Rick Rieder – The Fixed Income Outlook for 2017

This article is part of our Schwab IMPACT 2016 Special Coverage this week. More articles are listed below.

The Fed will raise rates in December, as long as the election goes as expected and there are no surprises in the economic data, according to Rick Rieder. But, Rieder said there are secular influences in the economy that are much more important than monetary policy.

Rieder is a managing director and the global chief investment officer of fixed income at BlackRock. He spoke yesterday at the Schwab IMPACT conference in San Diego. It is the industry’s largest conference, with approximately 2,000 advisor attendees.

Rieder also expects the Fed to execute two rate hikes in 2017 and another three in 2018. That will be “really powerful” for the yield curve, he said, which he predicted will steepen. Indeed, he said the value is in the “belly” of the yield curve – where investors can capitalize on rising short-term rates.

He said his forecast is based on a prediction that the Fed will allow inflation to run “hotter” than its current level of approximately 2%.

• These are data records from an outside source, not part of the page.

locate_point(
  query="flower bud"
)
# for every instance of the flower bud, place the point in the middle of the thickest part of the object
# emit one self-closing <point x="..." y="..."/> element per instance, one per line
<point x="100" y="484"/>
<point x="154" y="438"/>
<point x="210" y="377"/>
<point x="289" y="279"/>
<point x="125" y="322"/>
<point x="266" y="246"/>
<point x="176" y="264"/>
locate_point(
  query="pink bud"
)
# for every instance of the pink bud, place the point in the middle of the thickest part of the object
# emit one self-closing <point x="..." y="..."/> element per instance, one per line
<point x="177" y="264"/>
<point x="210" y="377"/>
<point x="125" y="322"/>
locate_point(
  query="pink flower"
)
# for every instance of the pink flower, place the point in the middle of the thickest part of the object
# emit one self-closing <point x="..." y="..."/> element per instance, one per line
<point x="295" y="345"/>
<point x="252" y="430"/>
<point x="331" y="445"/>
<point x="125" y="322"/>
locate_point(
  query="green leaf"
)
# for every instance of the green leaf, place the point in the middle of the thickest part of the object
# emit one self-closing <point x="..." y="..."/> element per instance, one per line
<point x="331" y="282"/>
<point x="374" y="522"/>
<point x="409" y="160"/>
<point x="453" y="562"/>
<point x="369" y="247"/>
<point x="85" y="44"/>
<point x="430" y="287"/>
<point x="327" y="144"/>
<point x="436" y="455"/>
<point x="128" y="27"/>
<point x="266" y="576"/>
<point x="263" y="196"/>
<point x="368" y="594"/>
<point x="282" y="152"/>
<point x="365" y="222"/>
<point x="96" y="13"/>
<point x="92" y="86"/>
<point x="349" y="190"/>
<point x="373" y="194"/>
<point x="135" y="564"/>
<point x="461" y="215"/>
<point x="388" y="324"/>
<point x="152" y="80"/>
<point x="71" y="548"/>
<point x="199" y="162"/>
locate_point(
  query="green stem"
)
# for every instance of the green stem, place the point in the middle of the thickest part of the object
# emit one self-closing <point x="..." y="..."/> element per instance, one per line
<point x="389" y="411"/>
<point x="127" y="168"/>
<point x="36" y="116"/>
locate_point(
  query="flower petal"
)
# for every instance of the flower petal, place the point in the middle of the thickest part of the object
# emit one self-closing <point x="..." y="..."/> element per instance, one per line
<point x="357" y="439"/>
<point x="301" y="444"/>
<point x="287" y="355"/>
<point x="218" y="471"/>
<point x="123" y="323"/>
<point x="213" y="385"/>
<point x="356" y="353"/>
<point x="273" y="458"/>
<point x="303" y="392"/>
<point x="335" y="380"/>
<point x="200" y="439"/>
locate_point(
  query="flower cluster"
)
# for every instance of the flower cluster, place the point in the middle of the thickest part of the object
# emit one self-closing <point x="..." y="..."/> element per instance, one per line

Looking back at 2016, Rieder said the year can be parsed into four segments, punctuated by three key dates. The year started with a risk-off framework driven by concern over China and a fear of capital flight from that country. The second segment began on February 15, when a governor from the People’s Bank of China said that the country was going to grow instead of pursuing structural reforms. With 50% of global growth coming from China, that statement triggered a positive investment sentiment. The third was the Brexit vote on June 23, and Rieder said the data on the U.K. looked “okay” so far. The fourth was on September 21, when the Bank of Japan made the decision to move off of zero interest rates, letting its yield curve steepen and inflation run hotter. It recognized that a zero-interest rate policy was hurting pensions, insurance companies and banks.

Looking forward, Rieder said we live in a world of big data, but we focus on “small data” like CPI, GDP and employment. “The influences on the economy are much more complex and much of the data we get is wrong,” he said.

Unique secular influence

Two forces – demographics and technology – are shaping the economic landscape and make the current environment unique, according to Rieder.

Globally, we are facing an unprecedented demographic cycle as the population ages, he said, most evident in Japan, which is shrinking. “That is the most important force we face,” he said, “economies grow when the working-age population grows.” Output consumption is tied to that age cohort.

Given our aging population, Rieder said that 2% growth is “pretty good,” especially when you consider that Europe is at 1% and Japan at 0% because of demographics. Interest rates will stay low because the demand for income among retirees is extraordinary and will be long-lived, according to Rieder. He said that demand for U.S. securities is driven in part by foreign investors, who want our higher interest rates.